You don’t have to start from scratch just because you’re building a new home. We used a floor design that our builder had previously built, but we tweaked it to match our needs. We didn’t have to hire an architect this way.

We discovered our builder by looking at homes he had built that were for sale and that we were interested in purchasing. We didn’t do as much study as we could have we should have gone through MSN’s checklist but we got lucky. We’ve seen his outstanding work and heard nice things about him from his subcontractors now that we’re several months into our project.

Custom work can save you money

One of the most surprising findings was that going custom can sometimes be more cost-effective. Our solid-wood, entirely handcrafted cabinets from a high-quality local cabinetmaker cost tens of thousands of dollars less than a similar (but lower-quality) cabinet from a stock cabinet company.

Our custom-made concrete farmhouse sink was also less expensive than some of the big-name plumbing brands’ fireclay and cast iron options.

Low overhead is the reason for the low price. The sink manufacturer has a little workshop in his backyard and a basic website. Our cabinetmaker has a modest storefront and no online presence. We learned about them by word of mouth, as do the majority of their clients. Because there are no commission-paying intermediaries or a large advertising budget to support, the savings are passed on to us.

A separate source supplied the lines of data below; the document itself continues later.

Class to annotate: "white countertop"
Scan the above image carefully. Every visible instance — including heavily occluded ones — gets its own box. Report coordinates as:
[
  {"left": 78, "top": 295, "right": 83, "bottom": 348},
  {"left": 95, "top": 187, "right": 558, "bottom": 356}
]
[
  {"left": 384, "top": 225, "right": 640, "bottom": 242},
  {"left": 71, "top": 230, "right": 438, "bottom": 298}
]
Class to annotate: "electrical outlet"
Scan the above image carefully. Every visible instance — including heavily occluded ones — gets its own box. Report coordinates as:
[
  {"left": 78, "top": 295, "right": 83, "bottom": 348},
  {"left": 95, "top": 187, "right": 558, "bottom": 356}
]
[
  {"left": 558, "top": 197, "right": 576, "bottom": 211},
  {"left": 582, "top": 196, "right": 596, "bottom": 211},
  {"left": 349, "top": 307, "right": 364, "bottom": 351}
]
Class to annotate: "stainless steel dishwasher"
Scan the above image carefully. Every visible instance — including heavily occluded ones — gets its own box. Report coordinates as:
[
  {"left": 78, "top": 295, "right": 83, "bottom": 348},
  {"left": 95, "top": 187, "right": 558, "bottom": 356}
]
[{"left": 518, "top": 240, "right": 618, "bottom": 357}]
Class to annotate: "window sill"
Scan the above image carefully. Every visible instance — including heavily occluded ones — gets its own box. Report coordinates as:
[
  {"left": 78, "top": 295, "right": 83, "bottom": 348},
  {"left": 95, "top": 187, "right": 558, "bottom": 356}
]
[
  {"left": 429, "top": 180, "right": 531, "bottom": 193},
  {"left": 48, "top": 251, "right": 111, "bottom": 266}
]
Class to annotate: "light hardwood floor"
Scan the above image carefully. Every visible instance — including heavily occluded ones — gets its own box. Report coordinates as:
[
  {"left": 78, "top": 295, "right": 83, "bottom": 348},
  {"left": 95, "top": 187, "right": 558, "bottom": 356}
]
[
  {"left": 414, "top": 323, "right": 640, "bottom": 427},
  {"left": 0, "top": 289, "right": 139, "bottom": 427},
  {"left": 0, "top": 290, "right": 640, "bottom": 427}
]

Online shopping works even for building a home

We were also able to save a lot of money by shopping online for some specialty items, such as clearance balusters, which were 90 percent off. Stacking coupons and cash-back programs, as well as online overstock merchants, helped save a lot of money on light fixtures.

Overall, though, building a new home during a downturn is not a bargain. The dangers of putting a builder out of business, the high cost of raw materials, and the possibility of a home not appraising for what it costs to build are all significant. Even yet, if you can afford it during a downturn, there’s nothing like a custom-built home.

Is there a slowdown in the construction industry?

While overall nonresidential construction spending is down 4% year over year, government construction spending is down more than 5%. In 11 of the 16 nonresidential divisions, spending was down year over year. At this time, the only industries that have expanded since last year are: a business (3.4 percent )

Which industries are recession-resistant?

The following are the five industries that have been least affected by the recession.

  • Healthcare is a growing industry. When I think of companies that can function well during an economic downturn, the healthcare industry is the first that comes to mind.